Entry1
夜桜心中
青野 岬
月が雲に隠れたのを見計らって、私は走り出す。サンダル履きの足に夜露がからみつき、素肌をしっとりと濡らす。ざわざわと、風の音。
早く、もっと早く走らなければ月がまた雲の影から姿を現して、私を照らしてしまう。誰にも見られてはいけない逢瀬へと、向かう私を。
「ごめんね……なかなか出て来られなくて。待った?」
「ううん、さっき着いたところ」
誰もいない満開の桜の樹の下で、私たちは落ち合う。再び月の光が世界を照らし、巨木のシルエットを地面に浮かび上がらせた。
「逢いたかった」
「私も」
彼が私の体をきつく抱きしめる。私も彼の背中に腕をまわし、それに応える。
桜の樹の下には死体が埋まっている、と言ったのは誰だったか。胸元をまさぐられながら考える。頭の中に浮かんだ曖昧な思念は、這い上がってくる快感に負けて、像を結ばずに消えた。
彼の唇が乳首を捉える。尖らせた舌先でさんざんいらった後、口に含んで軽く噛んだ。思わず声が洩れる。痺れるような甘い快感が広がって、お腹の奥がじくじくと疼く。
「体の向きを変えて、後ろを向いて」
私は彼に促され、両手を太い樹の幹につき腰を突き出すような格好をした。彼は私のお尻に自分の固くなったものを何度も押し付けながら、両手で乳房を強く揉んだ。ごつごつとした手が下を向いた柔らかな乳房をすくい上げる。
下着越しに彼の指先が割れ目をなぞる。その指先が何度も溝に沿って動くたびに体が魚のように跳ねた。
「あっ、駄目……そんなふうにしたら、もう……」
「もう……どうなるの?」
私の反応を楽しみながら、彼がからかうような口調で訊く。
「もう……死にたくなる」
その言葉を合図に彼の動きは突然荒々しいものになる。果物の皮を剥くようにつるりとと私の下着を剥いで、直接濡れ具合を確かめる。普段、体の奥でひっそりと眠っている「そこ」は、冷たい外気に晒されて一気に花開いた。

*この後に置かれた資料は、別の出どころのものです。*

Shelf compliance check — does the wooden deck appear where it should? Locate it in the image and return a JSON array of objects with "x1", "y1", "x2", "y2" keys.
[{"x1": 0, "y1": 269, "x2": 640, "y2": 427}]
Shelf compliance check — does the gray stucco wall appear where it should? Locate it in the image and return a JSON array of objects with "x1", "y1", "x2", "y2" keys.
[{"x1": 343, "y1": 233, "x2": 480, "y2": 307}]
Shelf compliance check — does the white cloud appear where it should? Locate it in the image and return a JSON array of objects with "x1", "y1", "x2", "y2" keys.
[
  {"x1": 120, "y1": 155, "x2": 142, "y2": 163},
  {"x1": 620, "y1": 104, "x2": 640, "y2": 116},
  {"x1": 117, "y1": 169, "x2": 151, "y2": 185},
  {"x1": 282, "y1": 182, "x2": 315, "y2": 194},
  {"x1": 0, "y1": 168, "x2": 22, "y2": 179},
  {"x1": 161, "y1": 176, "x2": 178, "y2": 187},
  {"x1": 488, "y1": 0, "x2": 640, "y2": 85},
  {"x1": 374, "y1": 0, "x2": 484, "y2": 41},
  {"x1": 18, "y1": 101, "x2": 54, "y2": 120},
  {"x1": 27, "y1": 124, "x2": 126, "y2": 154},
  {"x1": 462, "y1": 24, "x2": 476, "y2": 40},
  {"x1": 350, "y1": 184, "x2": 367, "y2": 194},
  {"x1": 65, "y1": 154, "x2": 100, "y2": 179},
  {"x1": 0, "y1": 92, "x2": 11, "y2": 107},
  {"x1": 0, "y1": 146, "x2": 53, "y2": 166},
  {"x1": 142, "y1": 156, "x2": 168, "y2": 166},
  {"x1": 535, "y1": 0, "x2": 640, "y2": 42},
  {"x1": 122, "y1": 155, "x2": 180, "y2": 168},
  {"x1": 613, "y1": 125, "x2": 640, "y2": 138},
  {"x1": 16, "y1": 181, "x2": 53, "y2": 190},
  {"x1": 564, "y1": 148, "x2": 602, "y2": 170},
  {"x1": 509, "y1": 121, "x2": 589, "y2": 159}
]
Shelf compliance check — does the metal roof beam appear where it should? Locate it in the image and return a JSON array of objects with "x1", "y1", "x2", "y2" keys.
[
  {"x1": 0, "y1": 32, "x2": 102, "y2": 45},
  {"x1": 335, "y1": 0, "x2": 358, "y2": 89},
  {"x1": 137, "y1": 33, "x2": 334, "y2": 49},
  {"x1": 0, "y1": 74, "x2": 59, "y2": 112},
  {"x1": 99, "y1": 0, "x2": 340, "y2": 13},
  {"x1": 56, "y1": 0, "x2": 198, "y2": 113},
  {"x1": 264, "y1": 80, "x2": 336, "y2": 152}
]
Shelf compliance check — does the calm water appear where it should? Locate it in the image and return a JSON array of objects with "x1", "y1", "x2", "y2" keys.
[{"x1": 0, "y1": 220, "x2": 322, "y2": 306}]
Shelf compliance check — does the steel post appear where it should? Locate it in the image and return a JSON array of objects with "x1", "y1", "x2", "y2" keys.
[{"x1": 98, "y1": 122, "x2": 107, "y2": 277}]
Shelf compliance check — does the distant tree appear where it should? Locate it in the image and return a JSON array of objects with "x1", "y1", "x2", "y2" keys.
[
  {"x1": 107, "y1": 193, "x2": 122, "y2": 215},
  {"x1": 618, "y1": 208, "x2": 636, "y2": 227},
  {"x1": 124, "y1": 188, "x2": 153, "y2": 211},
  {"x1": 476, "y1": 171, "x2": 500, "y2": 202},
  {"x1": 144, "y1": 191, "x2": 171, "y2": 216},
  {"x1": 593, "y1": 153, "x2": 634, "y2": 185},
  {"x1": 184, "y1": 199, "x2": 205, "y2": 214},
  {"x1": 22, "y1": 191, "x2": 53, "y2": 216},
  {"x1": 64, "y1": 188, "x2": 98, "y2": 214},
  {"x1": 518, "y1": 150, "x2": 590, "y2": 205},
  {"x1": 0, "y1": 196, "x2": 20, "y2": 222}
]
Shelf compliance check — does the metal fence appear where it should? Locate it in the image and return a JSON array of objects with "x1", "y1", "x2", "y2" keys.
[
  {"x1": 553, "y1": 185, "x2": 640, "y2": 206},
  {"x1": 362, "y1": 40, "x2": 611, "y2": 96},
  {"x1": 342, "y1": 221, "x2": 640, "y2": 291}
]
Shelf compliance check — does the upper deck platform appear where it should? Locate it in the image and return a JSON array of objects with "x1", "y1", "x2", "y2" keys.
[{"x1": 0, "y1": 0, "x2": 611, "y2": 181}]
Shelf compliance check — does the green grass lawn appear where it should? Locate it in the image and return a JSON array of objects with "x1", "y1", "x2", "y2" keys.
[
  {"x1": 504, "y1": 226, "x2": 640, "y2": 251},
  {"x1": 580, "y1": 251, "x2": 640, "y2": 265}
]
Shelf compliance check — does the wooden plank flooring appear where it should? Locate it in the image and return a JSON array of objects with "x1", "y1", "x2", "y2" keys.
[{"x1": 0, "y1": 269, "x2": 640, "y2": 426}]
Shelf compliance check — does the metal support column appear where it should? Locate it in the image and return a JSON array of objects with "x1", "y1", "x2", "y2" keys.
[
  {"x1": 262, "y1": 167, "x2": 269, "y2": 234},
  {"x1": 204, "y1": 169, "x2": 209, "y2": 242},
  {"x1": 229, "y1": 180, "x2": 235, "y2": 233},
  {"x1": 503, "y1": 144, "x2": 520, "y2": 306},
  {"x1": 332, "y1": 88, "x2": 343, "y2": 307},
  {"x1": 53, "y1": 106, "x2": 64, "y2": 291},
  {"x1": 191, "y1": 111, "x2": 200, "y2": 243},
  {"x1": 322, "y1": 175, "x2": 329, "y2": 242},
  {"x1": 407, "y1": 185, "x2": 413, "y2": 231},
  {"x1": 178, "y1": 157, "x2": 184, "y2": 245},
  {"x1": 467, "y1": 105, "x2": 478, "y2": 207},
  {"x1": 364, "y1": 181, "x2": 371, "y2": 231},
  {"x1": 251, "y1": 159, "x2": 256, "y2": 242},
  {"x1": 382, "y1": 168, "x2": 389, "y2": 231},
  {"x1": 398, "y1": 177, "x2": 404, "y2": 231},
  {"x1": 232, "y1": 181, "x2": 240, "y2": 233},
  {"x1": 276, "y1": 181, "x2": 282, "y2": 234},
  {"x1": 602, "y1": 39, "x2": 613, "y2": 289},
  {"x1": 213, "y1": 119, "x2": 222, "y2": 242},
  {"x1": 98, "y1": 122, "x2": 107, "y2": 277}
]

やがて彼のそそり立ったものが、性急に私の体を貫いた。
もはや我慢なんて、不可能だ。
私の体の一番柔らかい部分をかき回されて、立っていることさえままならない。愛と罪の狭間で獣のように叫んで、もっともっと激しく動いて。やがて訪れる絶頂のときに、私が私でなくなるまで。
「逝く……」
彼のものをくわえ込んだまま全身を硬直させて、私のたましいは月夜に放たれる。白い花びらが雪のように舞い、がくがくと震える足元は夜露に濡れたままで乾く暇もない。